From: NYU's President John Sexton
To: NYU Community
Date: Thursday, November 19, 2015

Dear NYU Community Members,

I want to thank the students, faculty, and staff who came to yesterday's listening session on diversity and inclusion, as well as the hundreds of others who couldn't attend but watched it live. I'd especially like to thank and applaud those who stood and gave voice to their thoughts, questions, criticisms, pain, and disappointment.

The University's leadership heard their message loudly, clearly, and directly.

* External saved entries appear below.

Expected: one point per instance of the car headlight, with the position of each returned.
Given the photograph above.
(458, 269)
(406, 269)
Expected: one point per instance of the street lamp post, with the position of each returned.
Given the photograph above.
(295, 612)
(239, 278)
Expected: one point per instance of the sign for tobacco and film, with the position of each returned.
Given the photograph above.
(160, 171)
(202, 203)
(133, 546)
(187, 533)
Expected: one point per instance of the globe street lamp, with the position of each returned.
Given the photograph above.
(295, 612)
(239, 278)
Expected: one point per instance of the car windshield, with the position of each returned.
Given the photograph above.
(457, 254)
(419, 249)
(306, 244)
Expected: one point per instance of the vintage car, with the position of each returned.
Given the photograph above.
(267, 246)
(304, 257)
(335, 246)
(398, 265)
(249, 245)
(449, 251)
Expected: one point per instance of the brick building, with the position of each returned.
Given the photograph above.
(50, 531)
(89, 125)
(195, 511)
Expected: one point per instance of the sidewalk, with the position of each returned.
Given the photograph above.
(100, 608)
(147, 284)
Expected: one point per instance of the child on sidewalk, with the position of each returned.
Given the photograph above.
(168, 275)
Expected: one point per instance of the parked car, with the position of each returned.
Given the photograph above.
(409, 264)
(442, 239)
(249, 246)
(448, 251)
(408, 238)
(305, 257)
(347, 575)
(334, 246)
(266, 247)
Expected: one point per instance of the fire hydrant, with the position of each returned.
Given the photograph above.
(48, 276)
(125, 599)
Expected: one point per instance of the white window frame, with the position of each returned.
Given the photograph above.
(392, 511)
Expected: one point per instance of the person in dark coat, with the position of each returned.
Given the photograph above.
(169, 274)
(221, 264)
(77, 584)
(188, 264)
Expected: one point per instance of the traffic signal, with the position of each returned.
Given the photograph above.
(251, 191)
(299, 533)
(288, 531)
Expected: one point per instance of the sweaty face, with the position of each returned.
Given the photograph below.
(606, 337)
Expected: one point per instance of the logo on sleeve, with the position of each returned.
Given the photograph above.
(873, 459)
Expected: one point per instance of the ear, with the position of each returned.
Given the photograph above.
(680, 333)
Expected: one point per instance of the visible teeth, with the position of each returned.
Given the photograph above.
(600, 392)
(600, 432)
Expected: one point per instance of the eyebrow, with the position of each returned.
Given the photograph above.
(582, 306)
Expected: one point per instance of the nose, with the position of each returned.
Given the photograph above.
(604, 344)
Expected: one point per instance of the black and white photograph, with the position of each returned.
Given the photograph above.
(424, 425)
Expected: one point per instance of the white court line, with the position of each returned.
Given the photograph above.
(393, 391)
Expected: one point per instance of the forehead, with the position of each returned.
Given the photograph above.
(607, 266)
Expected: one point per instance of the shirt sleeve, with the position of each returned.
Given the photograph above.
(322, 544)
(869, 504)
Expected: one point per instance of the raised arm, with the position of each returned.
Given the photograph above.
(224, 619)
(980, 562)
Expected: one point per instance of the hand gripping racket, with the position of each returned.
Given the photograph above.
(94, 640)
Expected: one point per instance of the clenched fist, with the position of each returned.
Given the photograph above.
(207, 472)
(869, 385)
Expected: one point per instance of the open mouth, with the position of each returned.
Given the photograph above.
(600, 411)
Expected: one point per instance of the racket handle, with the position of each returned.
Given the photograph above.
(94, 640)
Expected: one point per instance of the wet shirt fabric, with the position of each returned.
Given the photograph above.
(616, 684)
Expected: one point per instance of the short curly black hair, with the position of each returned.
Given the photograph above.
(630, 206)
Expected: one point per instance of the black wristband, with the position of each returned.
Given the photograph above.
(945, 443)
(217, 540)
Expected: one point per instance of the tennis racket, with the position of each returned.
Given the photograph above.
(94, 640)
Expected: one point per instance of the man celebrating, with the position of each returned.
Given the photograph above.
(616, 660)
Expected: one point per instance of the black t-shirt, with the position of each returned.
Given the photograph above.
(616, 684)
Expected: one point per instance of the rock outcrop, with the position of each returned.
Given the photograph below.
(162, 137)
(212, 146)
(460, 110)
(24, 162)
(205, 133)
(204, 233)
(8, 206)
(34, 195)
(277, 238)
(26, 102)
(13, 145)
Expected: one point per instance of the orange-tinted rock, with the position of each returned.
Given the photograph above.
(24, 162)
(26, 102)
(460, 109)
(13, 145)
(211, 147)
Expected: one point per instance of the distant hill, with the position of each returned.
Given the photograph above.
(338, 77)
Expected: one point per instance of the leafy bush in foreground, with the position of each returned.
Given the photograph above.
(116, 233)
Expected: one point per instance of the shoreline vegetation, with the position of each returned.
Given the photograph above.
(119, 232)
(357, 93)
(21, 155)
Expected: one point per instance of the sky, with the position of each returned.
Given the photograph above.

It is a message that too often in the past has gone unheard; it requires attention, action, and change. We will start by immediately increasing staffing and doubling program funding for the Center for Multicultural Education and Programs (CMEP) to expand and enhance our programming efforts around issues of diversity and inclusion, and by taking concrete steps in the near term to move forward with one of the proposals raised repeatedly yesterday—a serious diversity training program. We are also implementing diversity training and providing relevant resources for faculty search committees in all the schools.

In addition, in order to weave these issues into the fabric of our institutional culture, we will ask the University Senate Executive Committee to form an ad hoc committee on diversity and inclusion, using the many useful ideas that were surfaced yesterday as a starting point to recommend by March (if not earlier) specific actions that the University could undertake. And we will have the Dean's Council—in consultation with students, faculty, and staff—identify what more can be done in the schools and ensure that it is done.

Yesterday's event wasn't the start of the discourse about race, justice, fairness, inclusion, and community at NYU; it certainly won't be the end. But I hope and believe it can be a turning point, prompting us to be more careful listeners, to reassure all our students that they are valued and belong here, and to find new ways to effect changes needed so that NYU—and more broadly our society—can live up to its ideals and promises. I know that the incoming president, Andrew Hamilton, is deeply concerned about these issues and is committed as well to continuing to move the dialogue towards action when he arrives in January.